Handset cos may tune out of life-time plans

Handset cos may tune out of life-time plans

Author | Source: The Economic Times | Saturday, Jan 21,2006 8:47 AM

Handset cos may tune out of life-time plans

The huge success of the two and three-year and lifetime-free mobile schemes is now creating a new problem for the telecom industry, especially the mobile handset makers. Mobile handset makers find the ever-rising demand a mixed blessing.

The reason - 90per cent of the new subscribers enrolling for the two-and three-year and lifetime-free mobile schemes are very low-end subscribers or first-time users.

These users typically buy only low-end mobile handsets, where margins are wafer thin, for the telecom handset makers. Nokia and LG officials, who did not want to be quoted, said margins in the lower end products are as low as 6-8per cent.

They mentioned that nearly 30per cent of the demand comes from rural and semi-urban India, which is entirely a 'no frills' belt. New subscribers in these areas have started looking at mobile phones as a necessity and buy very basic phones. This seems to be true. Nokia's basic model 1100 sells the highest in rural India. The lack of finance may be the other reason people in those areas opt for low-end mobile handsets.

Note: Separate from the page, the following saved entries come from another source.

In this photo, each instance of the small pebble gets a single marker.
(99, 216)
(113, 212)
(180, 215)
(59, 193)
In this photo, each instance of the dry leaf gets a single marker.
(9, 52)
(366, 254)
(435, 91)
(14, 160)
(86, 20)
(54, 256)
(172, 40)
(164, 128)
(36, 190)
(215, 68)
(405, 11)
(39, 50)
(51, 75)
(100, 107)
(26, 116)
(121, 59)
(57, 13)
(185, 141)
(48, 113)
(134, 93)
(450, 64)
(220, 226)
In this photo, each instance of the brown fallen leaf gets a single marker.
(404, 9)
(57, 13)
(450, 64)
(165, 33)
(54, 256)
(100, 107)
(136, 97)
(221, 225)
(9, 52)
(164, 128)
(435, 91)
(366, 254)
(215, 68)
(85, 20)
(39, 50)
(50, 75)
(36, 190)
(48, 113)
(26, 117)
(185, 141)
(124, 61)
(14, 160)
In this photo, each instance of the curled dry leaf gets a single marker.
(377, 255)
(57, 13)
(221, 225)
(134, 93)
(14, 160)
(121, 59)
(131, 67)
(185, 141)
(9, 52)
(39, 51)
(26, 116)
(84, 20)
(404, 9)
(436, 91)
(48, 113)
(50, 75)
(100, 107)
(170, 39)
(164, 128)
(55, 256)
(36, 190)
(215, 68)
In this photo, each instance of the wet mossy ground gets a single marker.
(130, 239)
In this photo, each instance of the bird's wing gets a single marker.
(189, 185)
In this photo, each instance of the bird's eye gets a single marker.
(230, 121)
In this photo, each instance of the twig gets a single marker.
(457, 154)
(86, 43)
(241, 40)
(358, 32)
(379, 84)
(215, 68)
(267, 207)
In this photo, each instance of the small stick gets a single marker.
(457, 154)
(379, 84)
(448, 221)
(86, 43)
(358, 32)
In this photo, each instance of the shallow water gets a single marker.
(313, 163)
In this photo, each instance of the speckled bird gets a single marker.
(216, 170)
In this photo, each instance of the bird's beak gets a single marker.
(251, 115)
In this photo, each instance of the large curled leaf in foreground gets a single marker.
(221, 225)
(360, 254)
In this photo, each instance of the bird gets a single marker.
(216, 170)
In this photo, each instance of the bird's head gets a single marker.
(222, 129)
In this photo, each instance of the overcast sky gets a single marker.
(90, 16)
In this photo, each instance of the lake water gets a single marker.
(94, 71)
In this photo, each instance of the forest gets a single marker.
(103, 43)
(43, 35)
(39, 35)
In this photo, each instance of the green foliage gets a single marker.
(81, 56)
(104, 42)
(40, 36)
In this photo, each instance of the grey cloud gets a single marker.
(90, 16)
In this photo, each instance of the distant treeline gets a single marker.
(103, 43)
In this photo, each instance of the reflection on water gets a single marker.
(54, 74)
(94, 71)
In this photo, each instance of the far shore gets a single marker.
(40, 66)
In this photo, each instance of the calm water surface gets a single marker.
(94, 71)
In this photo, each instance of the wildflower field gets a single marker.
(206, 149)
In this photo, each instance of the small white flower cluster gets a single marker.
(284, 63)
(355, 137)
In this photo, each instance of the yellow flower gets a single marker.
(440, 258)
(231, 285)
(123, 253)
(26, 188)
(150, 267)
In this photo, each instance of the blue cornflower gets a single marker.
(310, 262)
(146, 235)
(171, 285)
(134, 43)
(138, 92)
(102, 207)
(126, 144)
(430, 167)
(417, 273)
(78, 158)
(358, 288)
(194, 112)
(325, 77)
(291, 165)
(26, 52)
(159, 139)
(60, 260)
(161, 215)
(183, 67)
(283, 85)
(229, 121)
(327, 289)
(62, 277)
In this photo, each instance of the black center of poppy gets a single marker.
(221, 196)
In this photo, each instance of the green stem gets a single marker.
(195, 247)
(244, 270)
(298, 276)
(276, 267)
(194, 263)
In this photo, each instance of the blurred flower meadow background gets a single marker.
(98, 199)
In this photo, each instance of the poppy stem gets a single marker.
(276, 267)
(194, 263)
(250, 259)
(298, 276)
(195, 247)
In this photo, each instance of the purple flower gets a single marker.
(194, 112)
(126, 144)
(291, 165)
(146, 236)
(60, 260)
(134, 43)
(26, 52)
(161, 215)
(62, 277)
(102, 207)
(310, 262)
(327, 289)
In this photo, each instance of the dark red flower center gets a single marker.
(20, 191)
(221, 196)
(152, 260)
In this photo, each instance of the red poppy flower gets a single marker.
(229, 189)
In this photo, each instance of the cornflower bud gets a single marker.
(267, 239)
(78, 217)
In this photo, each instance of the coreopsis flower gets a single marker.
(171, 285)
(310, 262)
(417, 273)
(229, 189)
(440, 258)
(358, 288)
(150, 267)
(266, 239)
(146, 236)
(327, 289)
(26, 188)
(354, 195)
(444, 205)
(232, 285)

Further, there is nearly a 40per cent difference between the new subscriber numbers doled out by telecom service operators and actual mobile handset sales. Sources say the difference is on account of the pre-activated schemes sold by various telecom service providers, which does not necessarily convert into a sale for telecom handset makers immediately.

These pre-activated schemes add up to the telecom service operators' new subscription numbers at the end of every month. But, for telecom handset makers, the numbers translate into sales only when subscribers buy these pre-activated schemes.

The aberration is, however, less for CDMA than GSM subscribers. This is because CDMA service providers such as Reliance, Tata and others give mobile handsets along with most of their schemes. Telecom service providers such as Tata also import handsets directly. For instance, Tatas have tied up with three Chinese companies for its 2-year incoming free offer.

According to Cellular Operators of India (COAI) estimates, both GSM and CDMA operators cumulatively added 44.6 lakh new users in December '05.

The new subscribers were split 70:30 between GSM and CDMA operators. GSM operators added the highest net additions ever with 32 lakh subscribers and CDMA operators added the balance 12.6 lakh subscribers. BSNL added 10 lakh subscribers, Bharti (9 lakh) and Tata Teleservices added 6 lakh new subscribers.